Restrictions cost jobs in every country in the region, but the impact varied widely. Countries with lower informality levels and better connectivity to internet services adjusted well to teleworking. For example, job losses in Chile—of only 5%—were six times lower than the 30% seen in Colombia and Peru, despite similar lockdown policies.

Employment losses had an immediate and devastating impact on family incomes across the entire region. About two months into the pandemic, when stringency levels were at their highest, 60% to 70% of households registered a decline in total family income. Peru was one of the most affected countries, with eight out of ten households reporting lower total income compared to the beginning of the pandemic.

Most worryingly, employment losses and reduced family incomes translated into increased food insecurity. Honduras had the highest incidence in May 2020, with 53% of households reporting that they ran out of food due to lack of money or resources.
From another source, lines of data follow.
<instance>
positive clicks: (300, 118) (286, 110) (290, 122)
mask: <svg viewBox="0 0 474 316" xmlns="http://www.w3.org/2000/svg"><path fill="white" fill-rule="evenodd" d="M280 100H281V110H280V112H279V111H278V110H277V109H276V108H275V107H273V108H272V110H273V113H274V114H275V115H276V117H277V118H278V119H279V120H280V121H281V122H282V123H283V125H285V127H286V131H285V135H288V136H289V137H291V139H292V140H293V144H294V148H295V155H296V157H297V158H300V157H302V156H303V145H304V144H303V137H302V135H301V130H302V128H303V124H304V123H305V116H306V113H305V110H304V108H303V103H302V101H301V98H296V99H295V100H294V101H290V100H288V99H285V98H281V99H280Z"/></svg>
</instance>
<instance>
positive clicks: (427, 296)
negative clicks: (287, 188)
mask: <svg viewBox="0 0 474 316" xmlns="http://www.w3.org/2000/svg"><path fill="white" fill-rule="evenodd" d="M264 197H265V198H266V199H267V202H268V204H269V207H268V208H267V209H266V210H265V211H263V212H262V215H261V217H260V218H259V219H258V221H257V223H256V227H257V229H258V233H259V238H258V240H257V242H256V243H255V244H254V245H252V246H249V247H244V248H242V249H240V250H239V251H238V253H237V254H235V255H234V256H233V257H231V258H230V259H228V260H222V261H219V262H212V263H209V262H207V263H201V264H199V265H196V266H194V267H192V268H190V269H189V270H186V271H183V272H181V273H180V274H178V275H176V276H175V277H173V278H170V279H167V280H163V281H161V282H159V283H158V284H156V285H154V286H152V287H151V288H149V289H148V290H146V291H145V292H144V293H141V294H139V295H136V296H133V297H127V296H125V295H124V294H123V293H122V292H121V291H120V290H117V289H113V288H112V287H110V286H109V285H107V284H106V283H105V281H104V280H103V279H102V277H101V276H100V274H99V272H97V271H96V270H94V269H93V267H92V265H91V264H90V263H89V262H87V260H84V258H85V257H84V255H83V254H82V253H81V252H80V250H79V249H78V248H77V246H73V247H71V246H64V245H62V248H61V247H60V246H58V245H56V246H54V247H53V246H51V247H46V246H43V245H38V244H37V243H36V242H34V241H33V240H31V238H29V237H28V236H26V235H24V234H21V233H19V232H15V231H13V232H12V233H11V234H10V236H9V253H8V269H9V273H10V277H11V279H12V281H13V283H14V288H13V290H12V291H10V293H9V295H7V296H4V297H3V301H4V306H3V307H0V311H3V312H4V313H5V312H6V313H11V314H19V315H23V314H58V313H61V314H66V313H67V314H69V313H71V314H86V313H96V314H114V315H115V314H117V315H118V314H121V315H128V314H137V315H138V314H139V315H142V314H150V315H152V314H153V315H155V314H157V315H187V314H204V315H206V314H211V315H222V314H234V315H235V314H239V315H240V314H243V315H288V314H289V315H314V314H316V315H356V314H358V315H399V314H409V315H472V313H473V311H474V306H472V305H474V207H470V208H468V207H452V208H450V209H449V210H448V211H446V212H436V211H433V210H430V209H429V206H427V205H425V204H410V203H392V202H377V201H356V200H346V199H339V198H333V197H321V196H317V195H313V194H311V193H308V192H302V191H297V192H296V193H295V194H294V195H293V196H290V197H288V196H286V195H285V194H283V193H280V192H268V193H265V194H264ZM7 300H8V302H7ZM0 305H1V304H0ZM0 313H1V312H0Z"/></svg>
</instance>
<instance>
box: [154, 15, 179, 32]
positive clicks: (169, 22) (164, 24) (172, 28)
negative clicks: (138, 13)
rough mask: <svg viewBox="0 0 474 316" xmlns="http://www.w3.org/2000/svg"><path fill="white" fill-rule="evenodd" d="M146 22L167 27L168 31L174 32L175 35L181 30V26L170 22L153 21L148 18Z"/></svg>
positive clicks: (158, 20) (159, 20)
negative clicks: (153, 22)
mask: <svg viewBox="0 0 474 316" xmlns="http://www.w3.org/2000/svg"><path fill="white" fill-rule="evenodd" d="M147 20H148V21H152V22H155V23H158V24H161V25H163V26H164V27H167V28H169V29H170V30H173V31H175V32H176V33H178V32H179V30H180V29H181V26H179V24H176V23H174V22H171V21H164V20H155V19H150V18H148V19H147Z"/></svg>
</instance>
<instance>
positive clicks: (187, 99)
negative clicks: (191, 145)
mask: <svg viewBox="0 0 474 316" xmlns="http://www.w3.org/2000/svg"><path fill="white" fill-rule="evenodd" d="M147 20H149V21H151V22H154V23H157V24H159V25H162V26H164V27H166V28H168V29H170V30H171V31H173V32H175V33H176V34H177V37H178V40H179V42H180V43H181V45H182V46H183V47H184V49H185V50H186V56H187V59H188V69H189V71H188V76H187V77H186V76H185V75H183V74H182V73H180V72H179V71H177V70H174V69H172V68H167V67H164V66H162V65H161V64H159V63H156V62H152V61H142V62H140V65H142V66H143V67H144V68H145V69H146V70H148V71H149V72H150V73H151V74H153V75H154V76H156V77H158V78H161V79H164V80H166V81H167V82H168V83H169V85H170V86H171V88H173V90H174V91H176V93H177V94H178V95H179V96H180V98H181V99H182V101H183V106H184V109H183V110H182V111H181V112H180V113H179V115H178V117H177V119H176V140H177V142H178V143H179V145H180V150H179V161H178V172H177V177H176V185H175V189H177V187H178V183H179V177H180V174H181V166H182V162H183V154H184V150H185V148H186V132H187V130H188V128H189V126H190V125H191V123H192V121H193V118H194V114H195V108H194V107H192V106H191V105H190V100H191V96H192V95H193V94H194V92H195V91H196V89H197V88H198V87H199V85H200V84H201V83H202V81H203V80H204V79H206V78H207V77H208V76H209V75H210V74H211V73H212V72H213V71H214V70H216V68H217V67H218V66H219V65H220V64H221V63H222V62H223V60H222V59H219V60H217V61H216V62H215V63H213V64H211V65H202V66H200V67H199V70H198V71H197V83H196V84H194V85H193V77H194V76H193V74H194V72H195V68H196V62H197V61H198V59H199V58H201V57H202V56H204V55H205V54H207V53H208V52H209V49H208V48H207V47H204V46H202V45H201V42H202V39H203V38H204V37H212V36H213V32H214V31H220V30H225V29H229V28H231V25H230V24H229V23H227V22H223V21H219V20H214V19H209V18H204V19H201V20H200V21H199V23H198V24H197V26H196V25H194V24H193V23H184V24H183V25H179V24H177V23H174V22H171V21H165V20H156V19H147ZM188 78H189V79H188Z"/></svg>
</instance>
This has serious consequences for long-term nutrition and human capital accumulation that may affect future productivity in the region.

Rightly, governments in the region boosted their non-health spending in 2020 to offset this chain of welfare losses, with some level of success. The additional expenditure helped to increase food security among households, but in most cases could not fully compensate the considerable income losses. Still, the results show that these targeted government interventions can indeed soften the impact on the most affected segments of the population.